Юра отжал запирающее устройство и открыл заднюю дверцу. Грузный человек ловко забрался на заднее сиденье и хлопнул дверцей.
— С приездом, — густым голосом сказал гость.
— Спасибо, — учтиво отозвался академик. — Слушаю вас.
— Ради бога извините, что мы вас перехватили прямо по дороге, — предупредительным тоном произнес мужчина в штатском. — Но дело не терпит отлагательств. — Он вытащил из внутреннего кармана запечатанный конверт, вскрыл его и через спинку переднего сиденья передал академику. — Скажите только, да или нет?

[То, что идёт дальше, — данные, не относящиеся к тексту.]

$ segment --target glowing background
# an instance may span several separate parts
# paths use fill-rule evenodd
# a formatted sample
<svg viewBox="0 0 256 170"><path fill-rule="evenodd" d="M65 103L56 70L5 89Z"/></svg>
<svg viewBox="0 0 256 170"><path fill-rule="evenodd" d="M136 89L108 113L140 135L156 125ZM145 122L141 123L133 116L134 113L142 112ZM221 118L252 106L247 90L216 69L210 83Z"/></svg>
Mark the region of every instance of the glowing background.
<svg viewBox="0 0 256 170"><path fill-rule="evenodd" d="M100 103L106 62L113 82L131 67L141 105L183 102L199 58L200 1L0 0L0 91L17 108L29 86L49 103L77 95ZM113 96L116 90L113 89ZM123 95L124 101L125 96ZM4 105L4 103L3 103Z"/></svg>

Академик близоруко взглянул на листок, прочитал и сказал:
— Нет. Первый раз об этом слышу.
Человек в штатском деликатно взял листок из рук академика, спрятал обратно во внутренний карман, а потом устало спросил:
— Но теоретически такая возможность есть?
— Есть, — согласился академик. — И даже довольно высокая. Товарищ Сталин ведь был не просто плохим человеком. Он был НЕПРЕДСКАЗУЕМО плохим человеком. Я понятно выражаюсь?
Глава двенадцатая
Это будет бомба
— Игорь Васильевич… Гога Фролов… Володя Григоренко, — каждое имя Лебедев произносил медленно, бережно, с оттенком какого-то почтительного удивления. — Они ведь меня прикрыли от Сталина. Ничего не знали, но прикрыли… Спасли.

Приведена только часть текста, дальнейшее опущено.